Oui, il y en a. Je pense à deux chefs d’entreprise qui m’ont dit qu’ils avaient des échéances à respecter à Noël. S’ils ne trouvent pas de solution, c’est fini.
Comment l’Agglo peut-elle les aider à traverser la tempête ?
L’Agglomération est extrêmement mobilisée et nous travaillons de concert avec la Région. Notre premier sujet, car nous avons été beaucoup sollicités par des sous-traitants, est de finaliser notre diagnostic sur les entreprises de la filière, hors maisons de cognac. Connaître leur situation financière et leur visibilité dans sept ou huit mois, comment elles s’en sortent. Ensuite, nous mobiliserons les dispositifs. Outils d’accompagnement au chômage partiel, formations, etc. Nous essaierons d’accompagner les sous-traitants pour trouver de nouveaux marchés en réalisant des opérations collectives sur les spiritueux dans d’autres pays européens ou d’autres régions où des compétences pourraient être utilisées, comme la parfumerie. Nous activerons également Convergence Cognac, notre nouvelle convention avec le BNIC, la CCI et Spirits Valley. L’objectif est de les aider à traverser la crise pour ne pas perdre notre tissu industriel.
Sans pour autant déstabiliser les autres régions viticoles…
En tant que vice-président de l’Anev (l’Association nationale des élus de la vigne et du vin, NDLR), je sais que nous sommes effectivement surveillés de près dans notre gestion de la production et des excédents. Nous avions une bonne image, il faut faire attention à ne pas la ternir et déstabiliser ou enterrer d’autres régions viticoles aux vins sans IG qui souffrent déjà beaucoup.
Face à la crise, la reconquête du marché français est-elle indispensable ?

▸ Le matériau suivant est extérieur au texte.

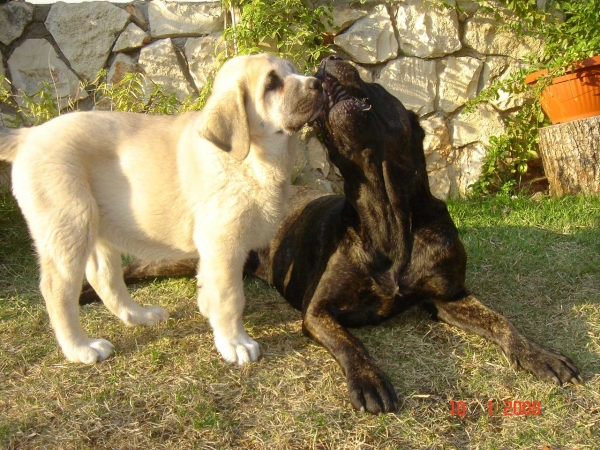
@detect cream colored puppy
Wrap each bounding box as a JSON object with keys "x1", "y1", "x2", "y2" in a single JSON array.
[{"x1": 0, "y1": 55, "x2": 323, "y2": 364}]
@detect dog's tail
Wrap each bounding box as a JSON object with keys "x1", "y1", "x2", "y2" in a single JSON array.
[{"x1": 0, "y1": 127, "x2": 26, "y2": 162}]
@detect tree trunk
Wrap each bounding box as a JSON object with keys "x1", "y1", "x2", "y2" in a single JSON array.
[{"x1": 540, "y1": 116, "x2": 600, "y2": 197}]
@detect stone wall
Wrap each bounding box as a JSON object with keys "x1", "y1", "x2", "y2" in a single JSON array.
[{"x1": 0, "y1": 0, "x2": 541, "y2": 198}]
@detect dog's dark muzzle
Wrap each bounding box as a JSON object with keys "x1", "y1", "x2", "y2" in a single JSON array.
[{"x1": 315, "y1": 56, "x2": 371, "y2": 119}]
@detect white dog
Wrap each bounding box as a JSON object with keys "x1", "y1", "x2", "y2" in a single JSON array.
[{"x1": 0, "y1": 55, "x2": 323, "y2": 364}]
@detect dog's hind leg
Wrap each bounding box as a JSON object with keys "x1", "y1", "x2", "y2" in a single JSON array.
[
  {"x1": 26, "y1": 193, "x2": 114, "y2": 364},
  {"x1": 428, "y1": 295, "x2": 581, "y2": 385},
  {"x1": 85, "y1": 243, "x2": 169, "y2": 325}
]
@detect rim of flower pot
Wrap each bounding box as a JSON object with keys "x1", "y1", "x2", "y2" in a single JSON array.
[{"x1": 525, "y1": 55, "x2": 600, "y2": 84}]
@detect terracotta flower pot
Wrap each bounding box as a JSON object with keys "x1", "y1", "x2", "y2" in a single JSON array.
[{"x1": 525, "y1": 55, "x2": 600, "y2": 124}]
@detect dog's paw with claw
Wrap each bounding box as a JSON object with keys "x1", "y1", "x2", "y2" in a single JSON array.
[
  {"x1": 63, "y1": 339, "x2": 115, "y2": 364},
  {"x1": 346, "y1": 363, "x2": 398, "y2": 414},
  {"x1": 215, "y1": 333, "x2": 260, "y2": 365},
  {"x1": 121, "y1": 306, "x2": 169, "y2": 326},
  {"x1": 508, "y1": 340, "x2": 583, "y2": 386}
]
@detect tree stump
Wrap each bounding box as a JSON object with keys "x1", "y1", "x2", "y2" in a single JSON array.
[{"x1": 540, "y1": 116, "x2": 600, "y2": 197}]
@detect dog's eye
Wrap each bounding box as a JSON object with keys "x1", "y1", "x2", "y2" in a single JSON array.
[{"x1": 265, "y1": 71, "x2": 283, "y2": 92}]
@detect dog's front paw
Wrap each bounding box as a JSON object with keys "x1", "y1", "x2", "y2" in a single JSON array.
[
  {"x1": 63, "y1": 339, "x2": 115, "y2": 364},
  {"x1": 346, "y1": 363, "x2": 398, "y2": 414},
  {"x1": 507, "y1": 338, "x2": 582, "y2": 386},
  {"x1": 215, "y1": 333, "x2": 260, "y2": 365},
  {"x1": 121, "y1": 306, "x2": 169, "y2": 326}
]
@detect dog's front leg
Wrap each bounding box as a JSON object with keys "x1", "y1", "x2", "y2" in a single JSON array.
[
  {"x1": 302, "y1": 268, "x2": 398, "y2": 414},
  {"x1": 198, "y1": 242, "x2": 260, "y2": 364},
  {"x1": 433, "y1": 295, "x2": 581, "y2": 385}
]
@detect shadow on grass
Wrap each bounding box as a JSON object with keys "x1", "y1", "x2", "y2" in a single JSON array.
[{"x1": 0, "y1": 185, "x2": 600, "y2": 401}]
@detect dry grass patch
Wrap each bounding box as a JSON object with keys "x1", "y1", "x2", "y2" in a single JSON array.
[{"x1": 0, "y1": 194, "x2": 600, "y2": 449}]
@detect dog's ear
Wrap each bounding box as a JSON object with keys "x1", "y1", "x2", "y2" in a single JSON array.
[{"x1": 200, "y1": 81, "x2": 250, "y2": 161}]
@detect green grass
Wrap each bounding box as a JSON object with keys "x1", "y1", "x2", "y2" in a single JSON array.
[{"x1": 0, "y1": 188, "x2": 600, "y2": 449}]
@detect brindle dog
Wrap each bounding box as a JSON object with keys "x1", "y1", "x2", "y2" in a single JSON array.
[{"x1": 79, "y1": 58, "x2": 581, "y2": 414}]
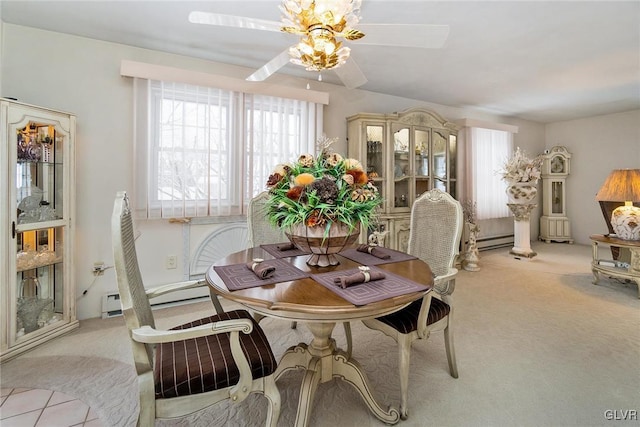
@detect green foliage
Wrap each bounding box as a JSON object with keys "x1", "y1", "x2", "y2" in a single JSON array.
[{"x1": 267, "y1": 150, "x2": 382, "y2": 234}]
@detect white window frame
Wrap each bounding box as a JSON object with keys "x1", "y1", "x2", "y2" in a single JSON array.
[{"x1": 134, "y1": 78, "x2": 322, "y2": 219}]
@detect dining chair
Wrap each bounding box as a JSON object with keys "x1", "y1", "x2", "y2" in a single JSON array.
[
  {"x1": 363, "y1": 189, "x2": 463, "y2": 419},
  {"x1": 247, "y1": 191, "x2": 353, "y2": 357},
  {"x1": 111, "y1": 191, "x2": 280, "y2": 427}
]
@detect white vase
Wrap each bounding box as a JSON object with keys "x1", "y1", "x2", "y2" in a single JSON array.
[
  {"x1": 285, "y1": 222, "x2": 360, "y2": 267},
  {"x1": 507, "y1": 182, "x2": 538, "y2": 204}
]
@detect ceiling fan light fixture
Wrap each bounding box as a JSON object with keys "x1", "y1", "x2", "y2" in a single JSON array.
[{"x1": 280, "y1": 0, "x2": 364, "y2": 71}]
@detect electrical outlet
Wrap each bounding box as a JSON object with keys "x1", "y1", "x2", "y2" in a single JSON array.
[
  {"x1": 91, "y1": 261, "x2": 107, "y2": 276},
  {"x1": 165, "y1": 255, "x2": 178, "y2": 270}
]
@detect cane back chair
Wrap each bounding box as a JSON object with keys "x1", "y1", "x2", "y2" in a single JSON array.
[{"x1": 363, "y1": 189, "x2": 463, "y2": 419}]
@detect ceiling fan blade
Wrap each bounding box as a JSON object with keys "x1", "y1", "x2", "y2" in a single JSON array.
[
  {"x1": 334, "y1": 57, "x2": 368, "y2": 89},
  {"x1": 189, "y1": 11, "x2": 282, "y2": 32},
  {"x1": 247, "y1": 48, "x2": 290, "y2": 82},
  {"x1": 356, "y1": 24, "x2": 449, "y2": 49}
]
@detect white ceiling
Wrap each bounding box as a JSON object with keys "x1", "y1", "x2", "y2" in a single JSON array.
[{"x1": 0, "y1": 0, "x2": 640, "y2": 123}]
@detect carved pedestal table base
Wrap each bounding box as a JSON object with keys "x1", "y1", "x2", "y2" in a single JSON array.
[
  {"x1": 507, "y1": 203, "x2": 537, "y2": 258},
  {"x1": 275, "y1": 323, "x2": 400, "y2": 426}
]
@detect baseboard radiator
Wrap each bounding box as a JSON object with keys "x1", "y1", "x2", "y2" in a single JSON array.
[
  {"x1": 102, "y1": 286, "x2": 209, "y2": 319},
  {"x1": 478, "y1": 234, "x2": 515, "y2": 251}
]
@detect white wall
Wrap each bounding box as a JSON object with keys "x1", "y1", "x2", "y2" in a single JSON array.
[
  {"x1": 545, "y1": 110, "x2": 640, "y2": 244},
  {"x1": 0, "y1": 23, "x2": 638, "y2": 319}
]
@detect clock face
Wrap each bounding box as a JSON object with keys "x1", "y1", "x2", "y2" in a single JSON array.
[{"x1": 551, "y1": 156, "x2": 564, "y2": 173}]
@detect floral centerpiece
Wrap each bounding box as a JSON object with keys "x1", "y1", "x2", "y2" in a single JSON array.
[
  {"x1": 266, "y1": 138, "x2": 382, "y2": 265},
  {"x1": 501, "y1": 147, "x2": 542, "y2": 205},
  {"x1": 500, "y1": 147, "x2": 542, "y2": 184}
]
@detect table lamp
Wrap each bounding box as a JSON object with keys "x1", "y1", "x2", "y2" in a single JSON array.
[{"x1": 596, "y1": 169, "x2": 640, "y2": 240}]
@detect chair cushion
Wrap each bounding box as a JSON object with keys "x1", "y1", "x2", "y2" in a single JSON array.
[
  {"x1": 377, "y1": 297, "x2": 451, "y2": 334},
  {"x1": 154, "y1": 310, "x2": 277, "y2": 398}
]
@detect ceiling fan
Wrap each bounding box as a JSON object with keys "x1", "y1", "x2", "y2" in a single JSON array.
[{"x1": 189, "y1": 0, "x2": 449, "y2": 89}]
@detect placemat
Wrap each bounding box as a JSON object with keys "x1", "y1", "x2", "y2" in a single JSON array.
[
  {"x1": 260, "y1": 242, "x2": 307, "y2": 258},
  {"x1": 340, "y1": 247, "x2": 416, "y2": 265},
  {"x1": 213, "y1": 259, "x2": 309, "y2": 291},
  {"x1": 311, "y1": 267, "x2": 427, "y2": 305}
]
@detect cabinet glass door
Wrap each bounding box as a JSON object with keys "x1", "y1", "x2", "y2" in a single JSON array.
[
  {"x1": 433, "y1": 129, "x2": 449, "y2": 191},
  {"x1": 414, "y1": 129, "x2": 431, "y2": 198},
  {"x1": 448, "y1": 135, "x2": 458, "y2": 199},
  {"x1": 392, "y1": 127, "x2": 413, "y2": 208},
  {"x1": 13, "y1": 121, "x2": 67, "y2": 340},
  {"x1": 551, "y1": 181, "x2": 564, "y2": 215},
  {"x1": 365, "y1": 125, "x2": 386, "y2": 204}
]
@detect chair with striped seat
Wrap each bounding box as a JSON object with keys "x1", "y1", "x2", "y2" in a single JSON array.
[
  {"x1": 363, "y1": 189, "x2": 463, "y2": 419},
  {"x1": 111, "y1": 192, "x2": 280, "y2": 427}
]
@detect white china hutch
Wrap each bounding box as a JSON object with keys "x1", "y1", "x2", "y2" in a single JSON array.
[
  {"x1": 347, "y1": 108, "x2": 460, "y2": 251},
  {"x1": 0, "y1": 98, "x2": 78, "y2": 362}
]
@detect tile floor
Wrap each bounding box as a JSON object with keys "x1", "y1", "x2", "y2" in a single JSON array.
[{"x1": 0, "y1": 388, "x2": 102, "y2": 427}]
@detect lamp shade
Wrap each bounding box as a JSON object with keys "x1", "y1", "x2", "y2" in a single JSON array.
[
  {"x1": 596, "y1": 169, "x2": 640, "y2": 240},
  {"x1": 596, "y1": 169, "x2": 640, "y2": 202}
]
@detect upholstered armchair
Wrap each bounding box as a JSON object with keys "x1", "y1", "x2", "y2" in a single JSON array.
[
  {"x1": 363, "y1": 189, "x2": 463, "y2": 419},
  {"x1": 111, "y1": 192, "x2": 280, "y2": 427}
]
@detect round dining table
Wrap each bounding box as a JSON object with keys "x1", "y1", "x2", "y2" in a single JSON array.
[{"x1": 205, "y1": 247, "x2": 433, "y2": 426}]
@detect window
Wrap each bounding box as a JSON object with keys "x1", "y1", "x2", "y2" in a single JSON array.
[
  {"x1": 134, "y1": 78, "x2": 322, "y2": 218},
  {"x1": 467, "y1": 127, "x2": 513, "y2": 220}
]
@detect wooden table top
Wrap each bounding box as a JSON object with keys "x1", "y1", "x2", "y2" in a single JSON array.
[
  {"x1": 589, "y1": 234, "x2": 640, "y2": 248},
  {"x1": 205, "y1": 247, "x2": 433, "y2": 321}
]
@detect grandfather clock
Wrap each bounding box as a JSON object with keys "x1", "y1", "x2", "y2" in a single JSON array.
[{"x1": 540, "y1": 146, "x2": 573, "y2": 243}]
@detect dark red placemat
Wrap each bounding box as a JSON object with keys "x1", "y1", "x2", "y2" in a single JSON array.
[
  {"x1": 260, "y1": 242, "x2": 307, "y2": 258},
  {"x1": 311, "y1": 267, "x2": 428, "y2": 305},
  {"x1": 340, "y1": 247, "x2": 416, "y2": 265},
  {"x1": 213, "y1": 259, "x2": 309, "y2": 291}
]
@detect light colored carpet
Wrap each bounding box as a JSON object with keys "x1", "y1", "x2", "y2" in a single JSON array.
[{"x1": 0, "y1": 242, "x2": 640, "y2": 427}]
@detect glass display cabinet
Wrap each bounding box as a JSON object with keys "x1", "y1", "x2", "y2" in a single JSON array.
[
  {"x1": 347, "y1": 108, "x2": 459, "y2": 250},
  {"x1": 540, "y1": 146, "x2": 573, "y2": 243},
  {"x1": 0, "y1": 98, "x2": 78, "y2": 361}
]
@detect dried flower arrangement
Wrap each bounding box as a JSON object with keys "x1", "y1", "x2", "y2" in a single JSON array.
[
  {"x1": 267, "y1": 137, "x2": 382, "y2": 234},
  {"x1": 462, "y1": 199, "x2": 478, "y2": 224},
  {"x1": 500, "y1": 147, "x2": 542, "y2": 184}
]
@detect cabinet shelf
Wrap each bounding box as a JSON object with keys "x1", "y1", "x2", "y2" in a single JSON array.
[{"x1": 16, "y1": 257, "x2": 64, "y2": 273}]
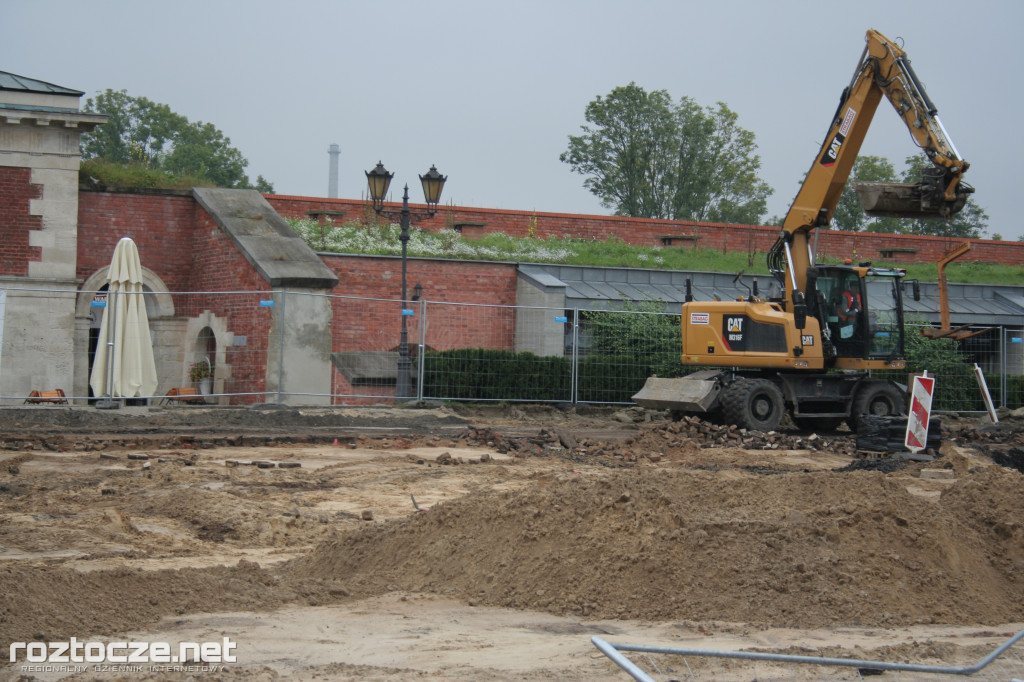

C’est fondamental. Par l’intermédiaire d’Anev, j’ai aussi proposé que, près de 40 ans après, on exige la révision de la loi Evin, qui interdisait toute promotion des alcools français. Aujourd’hui, on voit bien que cette loi condamne les produits français au profit des produits étrangers. Et il est indispensable d’aller reconquérir le cœur des Français avec responsabilité et toutes les précautions nécessaires. S’ils buvaient simplement la moitié de ce qu’ils boivent en whisky dans le cognac, cela nous rendrait un grand service.
Ce retour au passé est-il vraiment possible ? Il y a un enjeu de santé publique.
Et nous ne le remettons pas en cause. Nous sommes capables de valoriser un savoir-faire, une histoire, un produit français. De manière responsable. Nous avons accepté depuis longtemps que la France allait se désindustrialiser, que c’était le sens de l’Histoire. Aujourd’hui, le covid, la guerre en Ukraine, le contexte géopolitique nous ont amenés à vouloir reconquérir une souveraineté. Cela passe par une réappropriation de notre propre production.
Y a-t-il une note d’optimisme malgré tout ?
Oui, bien sûr. Il faut d’abord reconnaître que les maisons, et les premières d’entre elles, investissent énormément en communication aux Etats-Unis pour essayer de reconquérir le consommateur américain que nous avons perdu ces dernières années. Nous avons des groupes – LVMH, Campari, Pernod-Ricard, Rémy Cointreau – qui sont capables d’investir des sommes colossales pour aller reconquérir des marchés. Quand ils veulent sortir l’artillerie lourde pour vendre un produit, ils ont les moyens de le faire, contrairement au passé où nos maisons seules étaient incapables de le faire. Et puis je pense que les fondamentaux de notre produit, son histoire, son made in France, sont solides et auront toujours l’écho qu’il a depuis 300 ans.